Défi d’explorer l’âme profonde et contrastée du 18ème siècle. Défi de la faire revivre sous nos yeux à travers l’histoire de la relation impossible entre deux géants qui l’incarnent mieux que personne : Voltaire et Rousseau. Mais d’abord et avant tout, ce roman est une puissante leçon de vie qui nous plonge au cœur des débats passionnants qui ont qualifié ce siècle. Certes, il y a eu L’Encyclopédie, une aventure sans pareille. Mais là, avec Voltaire et Rousseau, on se trouve en état d’immersion profonde. Nous devenons les témoins de la vie mouvementée des deux écrivains les plus représentatifs de toute une époque. Une époque qui allait, peu après leur disparition, accoucher d’une révolution qui changea le cours de l’histoire.
Voltaire et Rousseau ont tous deux composé une œuvre capitale et durable qui a précisément inspiré de près ou de plus loin ladite révolution. Quel(le)s étudiant(e)s n’ont pas disserté sur la pensée et les vertus stylistiques de ces deux génies ? Certes. Mais comment vivaient-ils ? Comment vivaient-ils leur aventure personnelle au quotidien et jusqu’au plus intime de leur vie secrète ? C’est ce que ce roman, passionnant de bout en bout et, disons-le sans égal, nous donne à voir. Ce qu’il nous donne à voir, c’est le vivant paradoxe de deux figures incontournables, mais incompatibles. Voltaire et Rousseau s’admirent, s’écrivent, se lisent, mais ils se détestent et passent leur temps à ériger entre eux le mur d’une inimitié totale. Tout les oppose. Et tout l’art de Roger-Pol Droit c’est d’être parvenu à peindre le tableau de ce fossé entre deux mondes qui, en même temps, accouchent communément de deux œuvres immenses qui ont marqué leur temps pour toujours. Comment donc ont-ils pu tisser une relation continue sans jamais se rencontrer, l’ironie du sort les ayant finalement et pour l’éternité mis en face l’un de l’autre au Panthéon à Paris. Voilà ce qui nous est donné à comprendre.
Nous voyageons beaucoup dans ce roman dont l’allure est menée au rythme d’une écriture alerte qui décrit avec minutie maints lieux habités par Voltaire et Rousseau : de Paris à Genève, de Potsdam à Londres, de châteaux en salons, des auberges aux chambres modestes. On y côtoie des femmes libres, influentes comme Madame de Warens, Emilie du Châtelet dont la noblesse se décline au diapason des aristocrates de l’époque ; mais aussi l’humble Thérèse de Levasseur, compagne de Rousseau, dont le portrait est un petit chef-d’œuvre de justesse et de poésie. Car notre auteur sait mieux que personne décrire l’univers des personnes et des choses quand il les situe dans leur contexte et leurs manières de vivre.
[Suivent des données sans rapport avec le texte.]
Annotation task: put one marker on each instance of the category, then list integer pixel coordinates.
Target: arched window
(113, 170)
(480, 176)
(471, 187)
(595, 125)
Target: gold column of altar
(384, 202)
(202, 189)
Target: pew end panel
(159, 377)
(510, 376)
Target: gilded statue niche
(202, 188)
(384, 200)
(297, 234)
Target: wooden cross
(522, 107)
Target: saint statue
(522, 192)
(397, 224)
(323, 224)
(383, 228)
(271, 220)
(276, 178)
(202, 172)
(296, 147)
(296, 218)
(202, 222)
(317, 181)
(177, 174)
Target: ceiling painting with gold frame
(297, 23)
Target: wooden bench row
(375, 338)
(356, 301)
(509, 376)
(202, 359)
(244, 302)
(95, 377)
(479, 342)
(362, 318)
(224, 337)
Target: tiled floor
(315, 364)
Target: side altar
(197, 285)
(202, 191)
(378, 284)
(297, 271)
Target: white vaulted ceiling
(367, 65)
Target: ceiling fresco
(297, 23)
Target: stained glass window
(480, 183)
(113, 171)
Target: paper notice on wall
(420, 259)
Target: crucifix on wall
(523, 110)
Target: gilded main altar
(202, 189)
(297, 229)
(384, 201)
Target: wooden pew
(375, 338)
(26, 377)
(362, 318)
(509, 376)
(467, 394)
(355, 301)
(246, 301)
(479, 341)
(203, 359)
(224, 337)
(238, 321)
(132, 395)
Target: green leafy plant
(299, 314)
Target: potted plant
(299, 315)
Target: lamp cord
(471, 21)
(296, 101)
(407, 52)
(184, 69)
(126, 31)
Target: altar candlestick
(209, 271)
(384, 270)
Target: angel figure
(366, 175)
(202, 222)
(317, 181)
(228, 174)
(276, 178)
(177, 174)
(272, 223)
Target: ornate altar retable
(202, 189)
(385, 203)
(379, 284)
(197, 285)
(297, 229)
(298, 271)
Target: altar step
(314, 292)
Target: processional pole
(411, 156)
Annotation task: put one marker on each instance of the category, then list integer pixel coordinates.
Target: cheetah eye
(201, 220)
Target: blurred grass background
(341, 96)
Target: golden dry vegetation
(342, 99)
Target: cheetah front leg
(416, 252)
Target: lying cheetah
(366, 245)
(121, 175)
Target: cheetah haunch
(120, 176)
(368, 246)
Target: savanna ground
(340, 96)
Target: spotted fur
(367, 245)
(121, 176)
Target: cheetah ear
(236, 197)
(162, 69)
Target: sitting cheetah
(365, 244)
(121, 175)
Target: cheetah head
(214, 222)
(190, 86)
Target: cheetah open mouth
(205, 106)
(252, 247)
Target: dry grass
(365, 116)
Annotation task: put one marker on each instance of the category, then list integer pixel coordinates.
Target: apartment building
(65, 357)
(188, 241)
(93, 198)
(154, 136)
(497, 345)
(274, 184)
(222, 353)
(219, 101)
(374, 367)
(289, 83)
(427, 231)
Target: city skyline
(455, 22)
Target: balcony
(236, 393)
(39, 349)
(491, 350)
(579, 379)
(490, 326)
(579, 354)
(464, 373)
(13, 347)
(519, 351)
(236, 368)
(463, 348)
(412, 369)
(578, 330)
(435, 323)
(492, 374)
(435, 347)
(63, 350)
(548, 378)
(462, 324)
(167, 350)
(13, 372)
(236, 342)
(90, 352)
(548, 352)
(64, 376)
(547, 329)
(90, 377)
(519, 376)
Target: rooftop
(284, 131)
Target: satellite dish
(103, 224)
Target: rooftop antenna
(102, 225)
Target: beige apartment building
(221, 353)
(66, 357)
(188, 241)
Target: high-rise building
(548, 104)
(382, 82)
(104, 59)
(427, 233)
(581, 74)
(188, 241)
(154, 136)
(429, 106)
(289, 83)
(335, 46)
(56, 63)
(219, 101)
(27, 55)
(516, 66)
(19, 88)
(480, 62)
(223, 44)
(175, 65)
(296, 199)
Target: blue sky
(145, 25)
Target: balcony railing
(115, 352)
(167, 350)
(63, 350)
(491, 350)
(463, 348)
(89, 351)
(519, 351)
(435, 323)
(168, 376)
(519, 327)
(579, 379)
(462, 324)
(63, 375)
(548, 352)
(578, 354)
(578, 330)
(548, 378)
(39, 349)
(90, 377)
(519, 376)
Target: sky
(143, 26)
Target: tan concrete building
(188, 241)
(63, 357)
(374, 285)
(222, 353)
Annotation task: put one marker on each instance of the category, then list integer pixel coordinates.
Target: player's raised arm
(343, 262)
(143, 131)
Ce qui est particulièrement remarquable dans ce roman, c’est le don d’observation de l’écrivain. Le lecteur comprendra très vite que, sous l’allure d’un style vif qui sait nous tenir en haleine tout au long des chapitres, se déploie un art de conférer la vie à tout ce qu’il peint. Pour parvenir en effet à une observation aussi aiguë des mœurs et des caractères, aussi précise concernant les lieux et les habitudes propres à la vie sociale, notre auteur se devait de travailler préalablement à des recherches, à une véritable enquête approfondie sur tous les matériaux nécessaires à l’élaboration de son roman. C’est alors seulement qu’il pouvait donner vie à ses personnages et dégager par là ce qui caractérise la scène vivante de toute une époque. Epoque sur fond de laquelle Voltaire et Rousseau émergent comme deux figures qui en ont révélé, chacun à l’opposé de l’autre, tout ce qui en fait le génie. En braquant le projecteur sur l’histoire mouvementée d’une amitié impossible entre Voltaire et Rousseau, Roger-Pol Droit ne pouvait pas manquer de donner corps à cette aventure hors du commun, pour le plus grand plaisir de ses lecteurs. N’aurions-nous pas tort de passer à côté d’une pareille occasion ?
François Gachoud
Roger-Pol Droit : Monsieur, je ne vous aime point, roman, Paris 2019, Ed. Albin Michel, 406 p.